Internal-conversion of carotenoids with 9, 10 and 11 conjugated double bonds upon excitation to differenct vibronic 1B_u⁺(v = 0, 1, 2) excited states as revealed by subpicosecond time-resolved absorption spectroscopy

Abstract

Carotenoids (Cars) are group of pigments complementary to bacteriochlorophyll (BChl), which play important functions of light-harvesting, which include capturing light energy by Car followed by transferring its singlet energy to bacteriochloropyll. In this paper, subpicosecond time resolved absorption spectra of carotenoids having 9-11 conjugated double bonds were recorded in the visible region, upon excitation at different vibronic excited states, 1B_u⁺(v = 0,1,2).
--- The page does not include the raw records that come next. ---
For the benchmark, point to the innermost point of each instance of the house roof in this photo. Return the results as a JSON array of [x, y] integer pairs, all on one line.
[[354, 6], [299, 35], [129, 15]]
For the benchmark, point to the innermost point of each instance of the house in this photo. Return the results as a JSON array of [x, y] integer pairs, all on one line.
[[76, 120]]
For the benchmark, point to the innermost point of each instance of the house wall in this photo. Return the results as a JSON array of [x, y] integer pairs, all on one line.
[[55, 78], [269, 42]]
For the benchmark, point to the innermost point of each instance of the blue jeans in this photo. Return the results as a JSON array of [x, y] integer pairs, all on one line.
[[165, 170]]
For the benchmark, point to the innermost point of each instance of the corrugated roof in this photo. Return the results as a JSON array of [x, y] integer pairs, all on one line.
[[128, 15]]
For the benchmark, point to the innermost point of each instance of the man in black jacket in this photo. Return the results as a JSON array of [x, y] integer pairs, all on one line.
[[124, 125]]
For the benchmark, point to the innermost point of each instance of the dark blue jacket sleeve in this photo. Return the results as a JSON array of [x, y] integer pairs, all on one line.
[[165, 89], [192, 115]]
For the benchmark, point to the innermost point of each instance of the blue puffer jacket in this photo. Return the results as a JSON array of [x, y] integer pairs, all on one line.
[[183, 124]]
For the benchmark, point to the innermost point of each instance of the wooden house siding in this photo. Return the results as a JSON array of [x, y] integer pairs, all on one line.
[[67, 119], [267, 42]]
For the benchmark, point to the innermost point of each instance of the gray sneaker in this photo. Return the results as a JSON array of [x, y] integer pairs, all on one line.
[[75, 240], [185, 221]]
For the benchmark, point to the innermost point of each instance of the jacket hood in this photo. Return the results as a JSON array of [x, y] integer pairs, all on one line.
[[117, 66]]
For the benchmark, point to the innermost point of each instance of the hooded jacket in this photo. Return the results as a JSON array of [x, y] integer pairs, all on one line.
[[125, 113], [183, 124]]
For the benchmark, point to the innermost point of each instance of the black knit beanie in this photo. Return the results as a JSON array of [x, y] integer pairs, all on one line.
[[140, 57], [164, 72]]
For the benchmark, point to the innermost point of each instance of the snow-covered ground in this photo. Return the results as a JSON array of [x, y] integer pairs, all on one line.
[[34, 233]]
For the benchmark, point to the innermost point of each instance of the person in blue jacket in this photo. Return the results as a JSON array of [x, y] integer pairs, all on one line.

The spectral data matrices were analyzed by singular-value decomposition (SVD) followed by global fitting by the use of a sequential model. SVD was used to extract all significant components and the decay time constants determined by global fitting. The lifetimes (τ) of the 1B_u⁺, 1B_u^- and 2A_g^- states shortened with the number of conjugated double bonds (n) among neurosporene (9), spheroidene (10) and lycopene (11). The linear dependence of lnτ as a function of 1/(2n+1) was explained in term of the Englman-Jortner energy-gap law.